Esto es parte vertebral de nuestro país, otro año que se va y nos encuentra casi con los mismos dramas.
Los índices de pobreza e indigencia que nos distinguen dramáticamente ante el mundo se han convertido en un dato habitual y particularmente castigan a los denominados países del tercer mundo y a su población más humilde, aunque los datos nuestros son los peores.
Cuando recordamos que a principios del siglo XX éramos el séptimo país del planeta en importancia económica, la desazón que nos invade es muy grande. Desde entonces, la caída ha sido alarmante, siendo uno de los países con mayores posibilidades de desarrollo de la tierra. ¿Qué nos ocurrió? ¿Qué respuesta nos deben quienes mayoritariamente condujeron desde entonces los destinos del país?

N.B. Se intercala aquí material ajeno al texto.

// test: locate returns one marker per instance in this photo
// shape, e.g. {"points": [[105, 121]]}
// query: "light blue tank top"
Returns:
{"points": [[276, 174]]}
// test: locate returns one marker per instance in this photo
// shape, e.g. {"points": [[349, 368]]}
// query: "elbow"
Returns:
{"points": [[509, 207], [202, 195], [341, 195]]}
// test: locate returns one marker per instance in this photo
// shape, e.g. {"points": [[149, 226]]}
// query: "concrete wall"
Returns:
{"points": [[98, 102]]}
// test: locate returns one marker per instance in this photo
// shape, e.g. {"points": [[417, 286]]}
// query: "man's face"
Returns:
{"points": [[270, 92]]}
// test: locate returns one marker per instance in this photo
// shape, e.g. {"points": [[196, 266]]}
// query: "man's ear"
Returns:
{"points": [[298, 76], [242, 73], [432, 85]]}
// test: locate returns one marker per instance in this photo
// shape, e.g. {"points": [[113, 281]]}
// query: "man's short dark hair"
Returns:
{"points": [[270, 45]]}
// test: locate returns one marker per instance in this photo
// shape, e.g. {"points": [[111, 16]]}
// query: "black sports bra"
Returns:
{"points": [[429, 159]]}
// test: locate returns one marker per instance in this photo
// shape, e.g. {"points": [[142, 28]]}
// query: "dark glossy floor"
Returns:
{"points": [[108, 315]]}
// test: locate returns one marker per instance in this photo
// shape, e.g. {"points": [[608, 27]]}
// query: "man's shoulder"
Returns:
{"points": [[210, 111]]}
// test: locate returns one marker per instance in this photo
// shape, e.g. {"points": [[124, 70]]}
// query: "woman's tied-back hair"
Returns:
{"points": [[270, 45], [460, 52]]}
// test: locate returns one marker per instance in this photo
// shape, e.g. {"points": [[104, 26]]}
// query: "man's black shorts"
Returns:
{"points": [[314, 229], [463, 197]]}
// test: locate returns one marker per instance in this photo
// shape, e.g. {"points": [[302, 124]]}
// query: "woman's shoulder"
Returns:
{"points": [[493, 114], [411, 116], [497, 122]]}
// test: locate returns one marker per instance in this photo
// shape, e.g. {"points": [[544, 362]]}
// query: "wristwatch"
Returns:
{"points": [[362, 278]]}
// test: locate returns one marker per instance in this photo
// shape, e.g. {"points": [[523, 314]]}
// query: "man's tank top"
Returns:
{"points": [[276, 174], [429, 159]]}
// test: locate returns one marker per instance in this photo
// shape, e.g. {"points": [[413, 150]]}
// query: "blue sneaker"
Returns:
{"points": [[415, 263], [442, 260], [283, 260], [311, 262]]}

Corresponde analizar con seriedad por qué estamos postrados ante un presente demoledor, y no seguir rogando, en una agobiada mesa de Año Nuevo, que el año que viene sea mejor. Todo debe determinarnos a que lo sea. No es mi intención permitirme algún consejo, pero sí sugerir que los diseños populistas, aquellas políticas basadas en el pensamiento casi providencial de un caudillo, única palabra que se escucha, y que priorizan la concesión de beneficios sociales circunstanciales que pueden servir como instrumentos electorales y construcción de poder, no han logrado soluciones de fondo ni muchísimo menos; todo sigue igual, con el agravante de que con el transcurso de los años la frustración se acumula como basura bajo la alfombra, como grietas irremediables en las paredes y se adueña de nuestra esperanza, domesticándonos para el conformismo.

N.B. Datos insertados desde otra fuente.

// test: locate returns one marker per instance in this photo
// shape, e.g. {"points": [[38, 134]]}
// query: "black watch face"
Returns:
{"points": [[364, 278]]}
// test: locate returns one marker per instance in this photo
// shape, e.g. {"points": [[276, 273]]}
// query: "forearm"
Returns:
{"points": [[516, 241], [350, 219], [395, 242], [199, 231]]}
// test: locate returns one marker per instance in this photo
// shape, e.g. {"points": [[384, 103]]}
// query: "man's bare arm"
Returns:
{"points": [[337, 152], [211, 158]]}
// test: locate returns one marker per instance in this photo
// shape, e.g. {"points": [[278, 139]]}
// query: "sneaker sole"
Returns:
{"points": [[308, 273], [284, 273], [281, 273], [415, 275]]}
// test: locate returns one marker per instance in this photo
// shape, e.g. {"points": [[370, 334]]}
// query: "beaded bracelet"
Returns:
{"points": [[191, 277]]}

Vale afirmar que los populismos no han derrotado la pobreza en ningún lugar del mundo, la rodean como una siniestra ronda de aduladores de la mentira que en rigor sólo piensan en mantener el poder. Argentina se encuentra hoy en uno de los primeros lugares del mundo en el vergonzante ranking de los países con mayor pobreza. El dato es demoledor y lapidario. Los países que prácticamente la han erradicado nada tienen que ver con los engaños populistas, tales los liberalismos progresistas, las democracias sociales y los social cristianismos: Noruega, Países Bajos, Suecia, Finlandia, Luxemburgo, Canadá, Australia, Suiza, entre otros.
Si bien no todos los ciudadanos gobiernan, el desafío por conseguir la mayor equidad social es deber de todos y urge.
Festejemos el año que se avecina, pero a la vez no ignoremos que un niño vestido pobremente y con zapatillitas destrozadas está parado en la puerta, aferrado fuertemente a la mano de su madre y sólo nos pide galletitas.
Por el Dr. Raúl de la Torre
Abogado, escritor, compositor, intérprete.